The Pros Call It "Workflow"
What happens after you take a bunch of photos with your digital camera? How you work with those image files is what professional photographers call "workflow" and you can either keep things orderly or descend into photographic chaos. If you want to be able to find your photos to enjoy later, keeping things orderly right from the start will be the better choice!
The purpose of this article is to help you work with your photos, using free software tools that you can get right now and start using right away. The tools discussed here will all have direct support for use on a computer running a recent version of Microsoft Windows, but alternative platform support will be discussed where appropriate. (For example, they also have some support for use in GNU/Linux, but not all are supported on a Mac running OS X.)

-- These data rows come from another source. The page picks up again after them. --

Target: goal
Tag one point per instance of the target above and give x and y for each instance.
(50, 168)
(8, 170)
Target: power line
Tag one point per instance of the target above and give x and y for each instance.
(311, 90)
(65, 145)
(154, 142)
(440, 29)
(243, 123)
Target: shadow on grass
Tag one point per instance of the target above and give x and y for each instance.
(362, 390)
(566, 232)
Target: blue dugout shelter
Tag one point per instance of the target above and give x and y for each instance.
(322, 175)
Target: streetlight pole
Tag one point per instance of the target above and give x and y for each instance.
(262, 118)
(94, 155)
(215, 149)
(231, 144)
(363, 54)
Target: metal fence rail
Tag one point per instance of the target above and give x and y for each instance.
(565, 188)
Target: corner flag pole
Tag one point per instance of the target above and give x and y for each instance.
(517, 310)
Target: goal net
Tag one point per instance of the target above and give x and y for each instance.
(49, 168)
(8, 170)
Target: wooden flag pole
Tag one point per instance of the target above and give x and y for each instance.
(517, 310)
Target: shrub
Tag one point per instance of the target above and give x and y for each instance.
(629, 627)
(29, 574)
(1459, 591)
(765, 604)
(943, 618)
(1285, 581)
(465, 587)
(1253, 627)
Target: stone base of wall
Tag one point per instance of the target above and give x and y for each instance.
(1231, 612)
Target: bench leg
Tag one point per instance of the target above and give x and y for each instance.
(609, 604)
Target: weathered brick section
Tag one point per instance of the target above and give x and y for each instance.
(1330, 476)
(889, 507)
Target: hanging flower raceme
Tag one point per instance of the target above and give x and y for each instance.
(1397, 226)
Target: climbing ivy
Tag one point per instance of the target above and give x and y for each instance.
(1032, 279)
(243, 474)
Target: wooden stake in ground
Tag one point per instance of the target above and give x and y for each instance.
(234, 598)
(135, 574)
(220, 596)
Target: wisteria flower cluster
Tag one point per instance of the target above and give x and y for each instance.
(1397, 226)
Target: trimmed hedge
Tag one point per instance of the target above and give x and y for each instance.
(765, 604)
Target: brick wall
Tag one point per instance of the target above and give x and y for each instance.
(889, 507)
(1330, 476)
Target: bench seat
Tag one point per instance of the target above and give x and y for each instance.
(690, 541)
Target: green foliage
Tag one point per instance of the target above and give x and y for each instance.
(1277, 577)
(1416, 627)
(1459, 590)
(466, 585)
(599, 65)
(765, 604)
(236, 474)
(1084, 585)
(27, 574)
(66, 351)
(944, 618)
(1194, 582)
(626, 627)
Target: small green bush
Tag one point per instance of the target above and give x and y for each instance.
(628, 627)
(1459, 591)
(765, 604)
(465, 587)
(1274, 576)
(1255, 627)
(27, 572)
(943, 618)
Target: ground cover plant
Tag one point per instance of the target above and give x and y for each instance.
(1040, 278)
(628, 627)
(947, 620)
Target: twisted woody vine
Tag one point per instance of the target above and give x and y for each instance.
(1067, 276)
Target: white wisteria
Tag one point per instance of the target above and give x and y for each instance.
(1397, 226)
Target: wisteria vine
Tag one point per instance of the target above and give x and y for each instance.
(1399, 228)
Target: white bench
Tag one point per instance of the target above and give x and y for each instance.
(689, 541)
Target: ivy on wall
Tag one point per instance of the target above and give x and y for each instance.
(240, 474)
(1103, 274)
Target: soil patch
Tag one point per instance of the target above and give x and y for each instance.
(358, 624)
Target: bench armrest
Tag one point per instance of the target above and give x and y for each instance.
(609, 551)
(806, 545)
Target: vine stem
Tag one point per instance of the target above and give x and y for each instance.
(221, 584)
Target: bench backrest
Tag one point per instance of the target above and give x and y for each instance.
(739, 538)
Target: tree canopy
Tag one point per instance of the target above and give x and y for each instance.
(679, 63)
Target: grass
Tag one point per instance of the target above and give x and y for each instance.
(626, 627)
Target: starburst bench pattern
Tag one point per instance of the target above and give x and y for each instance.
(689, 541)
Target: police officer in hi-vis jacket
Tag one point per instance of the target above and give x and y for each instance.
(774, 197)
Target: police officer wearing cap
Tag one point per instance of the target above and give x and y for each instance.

One final note before I introduce the software: The links to the pages to download the software are not affiliate links. These are real recommendations, and I get nothing from "promoting" these programs.
Picasa: Google Gives You A Hand
While I don't personally use Picasa, several of my photographer friends are always ready to sing its praises. I have experimented with it, and I think it's a very good way to get a handle on your digital photos if you're already mired in the electronic version of overflowing shoeboxes of photos. Picasa will find all of your photos and organize them for you -- what's not to like about that?! And once you can see what you're working with, you can start reorganizing them to make them easier to work with in the future. It offers other features too, such as being able to password-protect photos, remove red eye and make other fixes, write captions that will stay with the photo, make slideshows, and share photos online. It's quite a powerhouse!
For users of GNU/Linux, there's good news -- a (beta) Linux version of Picasa is now available. For Mac users, you'll need to be using a reasonably modern machine as non-Intel (PowerPC) Macs are not supported.
IrfanView: Don't Mind the Icon!
OK, so the icon for IrfanView is a bit crazy... but the software itself is very, very powerful. This is one that I used on a daily basis before I moved away from using Windows. It can handle a wide range of image modifications -- rotating, resizing, cropping, format changing, caption writing, keywording... oh, the list goes on! -- and the batch functions are incredibly helpful. Want to rename a bunch of photos and at the same time scale them to a certain size and change them from .BMP files to .JPG files? Almost easier done than said, with IrfanView. Even just for browsing photos, IrfanView is very useful. When I was a regular Windows user, it was almost always the first software I would launch after unloading photos from my cameras. It supports video files as well.
One of the very handy aspects of IrfanView is that it is built to be portable, so you can include it with a bunch of photos on a CD or USB drive, giving you an easy way to share more photos with friends and family than could reasonably be sent via email. You can even set up a CD to launch a slideshow automatically.
This software can be used in GNU/Linux — not directly, but by using it in Wine. (I think most Linux users will know what that means.) From what I can tell, IrfanView is not available for the Mac.
digiKam: Massive Feature Set
Although many might think of digiKam as a photo management tool for Linux systems using the KDE desktop, it's actually runs on all platforms that support Qt4 and KDE4, which includes Windows (Win32) and OS X. And that's good news for Windows and Mac users, because digiKam has a massive set of features that allow you to take full control of your photos. Whether you just want a local "photo album" on your computer, or you want something that will push your images out to remote systems such as Facebook, Flickr, online galleries, etc., digiKam (and the Kipi-plugins) will take care of your needs. Now that I am using Linux in place of Windows, digiKam has taken the place of IrfanView for me.
Tip for Linux users: Use the Rapid Photo Downloader for Linux to automatically move photos from your digital camera or memory cards to a digiKam-managed location on your hard disk.
GIMP: Image Editing Workhorse
One way to think of GIMP is that it is similar to Adobe Photoshop, but without the price tag. Now, some who have seen it complain about a steep learning curve, but I would say the exact same thing about Photoshop. In fact, I found GIMP to be nowhere near as difficult as Photoshop, and while Photoshop is on a CD here in my office, it's GIMP that I have installed (in Windows, Linux, and OS X).
Anyway, listing all the things you can do with GIMP would take more than one article! It goes way beyond red-eye removal, resizing, and other basic modifications, and gives you complete control over every pixel in your photos. If you're already adept enough to understand how to use Layers, for example, or you like to adjust the color balance of your photos using Curves, or a variety of other powerful tools, GIMP is ready for you. Of the programs mentioned in this article, my strongest recommendation is for GIMP.
There You Have It...
Remember, you'll get the most value from your photos if you keep them organized, and you'll find that easier to do if you build good habits right from the start. (If it's too late for that, try Picasa to get things in order.) All of the software tools mentioned above are free and provide many useful features for controlling your digital photos.